An amount of 400 µL of 1×E-MEM was added onto 15 wt % L4.6k-dG4 hydrogel prepared as above and the system was incubated at 37 °C. After predetermined time, the supernatant was collected and the remaining hydrogel was weighed. Collected supernatant was then returned to the system for further measurements.

4.4. Cytotoxicity Estimation of PEG-ODN Conjugate

L929 mouse fibroblast cells (5 cells/µL in 100 µL 1×E-MEM (containing FBS)) were first cultured in 96-well plates at 37 °C for 24 h and then the supernatant was removed. Aqueous L4.6k-dG4 conjugate solution was diluted from 1 wt % with equal volume of 1×E-MEM (containing FBS) in 5 stages and added to each well. After 21 h, 10 µL of WST-8 mixture was added; the absorbance at 450 nm was measured 3 h later by using a microplate reader (BIO-RAD iMarkTM Microplate Reader).

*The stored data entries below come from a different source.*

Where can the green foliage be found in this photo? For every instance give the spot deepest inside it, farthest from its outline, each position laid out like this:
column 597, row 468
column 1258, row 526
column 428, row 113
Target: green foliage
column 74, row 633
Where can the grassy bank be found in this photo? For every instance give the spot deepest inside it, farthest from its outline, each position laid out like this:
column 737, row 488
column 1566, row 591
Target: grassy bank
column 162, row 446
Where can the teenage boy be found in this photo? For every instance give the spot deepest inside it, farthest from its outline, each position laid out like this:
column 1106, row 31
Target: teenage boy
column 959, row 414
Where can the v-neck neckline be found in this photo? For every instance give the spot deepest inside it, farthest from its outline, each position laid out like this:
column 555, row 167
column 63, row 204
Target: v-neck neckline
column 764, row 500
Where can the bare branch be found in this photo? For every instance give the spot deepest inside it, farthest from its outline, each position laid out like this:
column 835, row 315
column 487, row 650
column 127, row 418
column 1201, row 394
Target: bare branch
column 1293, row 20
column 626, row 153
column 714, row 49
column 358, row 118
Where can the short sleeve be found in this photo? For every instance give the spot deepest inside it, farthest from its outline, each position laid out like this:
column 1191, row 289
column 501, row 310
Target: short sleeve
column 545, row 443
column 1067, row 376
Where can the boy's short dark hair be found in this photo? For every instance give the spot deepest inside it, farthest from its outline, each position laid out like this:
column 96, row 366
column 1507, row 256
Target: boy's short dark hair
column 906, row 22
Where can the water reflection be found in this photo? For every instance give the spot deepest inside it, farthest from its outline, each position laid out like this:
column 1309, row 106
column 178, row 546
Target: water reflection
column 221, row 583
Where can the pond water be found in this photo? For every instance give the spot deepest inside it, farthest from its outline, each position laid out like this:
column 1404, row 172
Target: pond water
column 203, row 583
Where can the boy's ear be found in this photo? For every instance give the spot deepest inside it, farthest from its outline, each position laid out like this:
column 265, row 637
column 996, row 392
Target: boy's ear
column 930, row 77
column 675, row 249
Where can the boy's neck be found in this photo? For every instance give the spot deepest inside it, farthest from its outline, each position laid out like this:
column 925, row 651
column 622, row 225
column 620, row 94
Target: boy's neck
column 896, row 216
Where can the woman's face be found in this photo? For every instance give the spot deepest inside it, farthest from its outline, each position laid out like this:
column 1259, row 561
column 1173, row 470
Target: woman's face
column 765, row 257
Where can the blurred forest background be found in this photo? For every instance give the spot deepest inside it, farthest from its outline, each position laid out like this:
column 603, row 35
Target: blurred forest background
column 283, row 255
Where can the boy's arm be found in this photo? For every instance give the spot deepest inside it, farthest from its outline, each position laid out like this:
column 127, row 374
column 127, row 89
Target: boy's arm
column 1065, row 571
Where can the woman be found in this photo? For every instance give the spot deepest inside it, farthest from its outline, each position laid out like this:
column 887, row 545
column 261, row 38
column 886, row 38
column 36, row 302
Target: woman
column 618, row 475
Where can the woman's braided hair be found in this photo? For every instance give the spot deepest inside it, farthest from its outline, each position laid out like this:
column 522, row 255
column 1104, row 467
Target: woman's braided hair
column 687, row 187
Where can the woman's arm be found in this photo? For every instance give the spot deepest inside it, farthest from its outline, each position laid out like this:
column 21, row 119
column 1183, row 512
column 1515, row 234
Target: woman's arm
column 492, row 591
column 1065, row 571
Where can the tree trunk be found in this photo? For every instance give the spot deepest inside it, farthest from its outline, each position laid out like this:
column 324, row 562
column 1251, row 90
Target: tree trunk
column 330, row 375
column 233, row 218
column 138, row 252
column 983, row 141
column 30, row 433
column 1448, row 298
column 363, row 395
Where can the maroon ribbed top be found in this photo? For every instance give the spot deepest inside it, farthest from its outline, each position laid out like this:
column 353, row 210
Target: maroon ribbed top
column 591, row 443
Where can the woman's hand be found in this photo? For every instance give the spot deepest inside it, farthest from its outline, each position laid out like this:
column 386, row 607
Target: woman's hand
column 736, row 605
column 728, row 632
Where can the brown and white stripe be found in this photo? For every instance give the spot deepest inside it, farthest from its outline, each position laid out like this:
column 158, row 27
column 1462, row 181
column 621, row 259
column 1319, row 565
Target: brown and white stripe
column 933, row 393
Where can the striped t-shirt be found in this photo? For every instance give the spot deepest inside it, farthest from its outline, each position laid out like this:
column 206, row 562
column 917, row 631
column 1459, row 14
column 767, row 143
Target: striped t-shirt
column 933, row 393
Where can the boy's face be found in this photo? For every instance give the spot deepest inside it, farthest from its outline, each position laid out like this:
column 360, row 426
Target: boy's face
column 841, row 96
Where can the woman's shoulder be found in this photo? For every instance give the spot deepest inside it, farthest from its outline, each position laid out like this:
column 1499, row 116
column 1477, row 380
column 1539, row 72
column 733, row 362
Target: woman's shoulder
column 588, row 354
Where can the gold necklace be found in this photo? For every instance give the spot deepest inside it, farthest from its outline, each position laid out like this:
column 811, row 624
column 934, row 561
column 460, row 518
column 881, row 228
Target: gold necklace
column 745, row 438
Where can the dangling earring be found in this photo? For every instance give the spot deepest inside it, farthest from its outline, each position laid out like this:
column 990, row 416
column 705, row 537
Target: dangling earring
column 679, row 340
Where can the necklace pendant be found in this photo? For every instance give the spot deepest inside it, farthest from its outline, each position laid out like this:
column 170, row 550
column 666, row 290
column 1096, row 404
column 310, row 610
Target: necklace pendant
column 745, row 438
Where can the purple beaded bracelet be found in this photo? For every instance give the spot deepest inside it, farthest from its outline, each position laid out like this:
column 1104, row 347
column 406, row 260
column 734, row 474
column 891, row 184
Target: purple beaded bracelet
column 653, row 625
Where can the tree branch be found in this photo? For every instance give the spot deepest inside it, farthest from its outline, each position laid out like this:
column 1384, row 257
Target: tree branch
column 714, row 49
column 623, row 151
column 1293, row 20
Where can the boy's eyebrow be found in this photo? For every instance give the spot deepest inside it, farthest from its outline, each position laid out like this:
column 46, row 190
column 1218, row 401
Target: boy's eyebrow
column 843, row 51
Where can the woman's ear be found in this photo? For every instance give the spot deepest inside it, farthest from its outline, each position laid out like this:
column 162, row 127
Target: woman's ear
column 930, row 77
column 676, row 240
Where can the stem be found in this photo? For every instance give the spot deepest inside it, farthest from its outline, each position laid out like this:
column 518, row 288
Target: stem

4.5. Culture of Cells Deposited on G-Quadruplex Hydrogel Surface

In 96-well plates, 15 wt % L4.6k-dG4 hydrogels were prepared. First, 30 wt % L4.6k-dG4 stock solution was prepared as described above. Then, 35 μL of the stock solution and 35 μL of 2×E-MEM were added to each well and mixed thoroughly by pipetting until gelation. L929 fibroblast cell suspension (50 cells/µL, 100 µL) was slowly loaded onto the hydrogels and incubated for a predetermined time. After the supernatant was removed, the hydrogels were washed once with 1×PBS(-). Then, 100 μL of LIVE/DEAD® assay solution, containing calcein AM and EthD-1, was added to each well and the plate was incubated for another 2 h. Fluorescence from the cells (green for calcein representing living cells and red for EthD-1 for dead cells) was observed with a confocal laser scanning microscope (Zeiss LSM 800). For CLSM z-stack 3D analysis, cells were labeled with CellTracker™ Green dye according to the instruction manual provided in the kit before application to the wells.